On August 29, 2021, Hurricane Ida struck southeast Louisiana as a Category 4 storm with 150 mph winds. It ties Hurricane Laura (2020) and The Last Island Hurricane (1856) as the strongest hurricanes ever to make landfall in Louisiana.

The storm was a stark reminder of the ever-increasing vulnerability of coastal communities and the great importance of our Gulf team’s work to increase community resilience in the face of climate change. While many of the NWF staff in Louisiana and our partners were evacuated from our homes in the weeks following the storm, we were all clear that our response had to center on the communities in greatest need of support – often the overlooked communities already harmed by fossil fuel production, land loss, and sea level rise. 

So while national audiences saw New Orleans featured prominently in the news, the storm had most impacted smaller, more rural communities. Working with our community-based contacts, NWF’s Gulf team gutted houses, tarped roofs, and used our online platforms to elevate the mutual aid networks, community-based organizations, and direct service funds that were addressing the immediate needs of people impacted by the storm, especially in Indigenous and predominantly Black communities who are often overlooked during disaster relief efforts. As our region experiences more and more climate disasters, it is critical that we work to address the ways disaster recovery can, and often does, perpetuate existing inequities in our society, leaving communities who have experienced the most harm with even fewer resources. 

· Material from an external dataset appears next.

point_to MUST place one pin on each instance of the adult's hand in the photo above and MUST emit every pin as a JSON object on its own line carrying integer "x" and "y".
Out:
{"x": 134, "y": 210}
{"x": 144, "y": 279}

Volunteers, including NWF attorney Faye Matthews, Sa’Rah Hamm, Attorney Michael Brown, and Grace Morrisassist, assist with community clean-up after Hurricane Ida.

The National Wildlife Federation is primarily working to address these inequities in the work we do to help vulnerable communities prepare for climate threats like sea level rise and strong storms. Our Gulf team continues to build on our decades of work to make the Louisiana coast more resilient through large-scale coastal restoration. We are continually striving to address inequity through long-standing community partnerships, centering social vulnerability into our technical and policy work, and weaving equity principles throughout all of the strategies driving our coastal restoration efforts. With billions of dollars being spent in the next several years to advance ecosystem restoration in Louisiana, it is imperative that we ensure this massive undertaking is serving everyone, especially the most vulnerable and historically marginalized people.

We know recovering from Ida will take many years and while those efforts are ongoing, NWF will be working hard to ensure critical restoration projects will be implemented that will increase the resilience of the region. Hurricane Ida made clear that these efforts are more important and urgent than ever. The good news is that Louisiana is making unprecedented progress in its coastal resilience efforts. This year, our team will be heavily engaged in seeing major restoration projects meet milestones that have been decades in the making. Our success moving forward will be because of the strong, continued advocacy of our NWF members and supporters.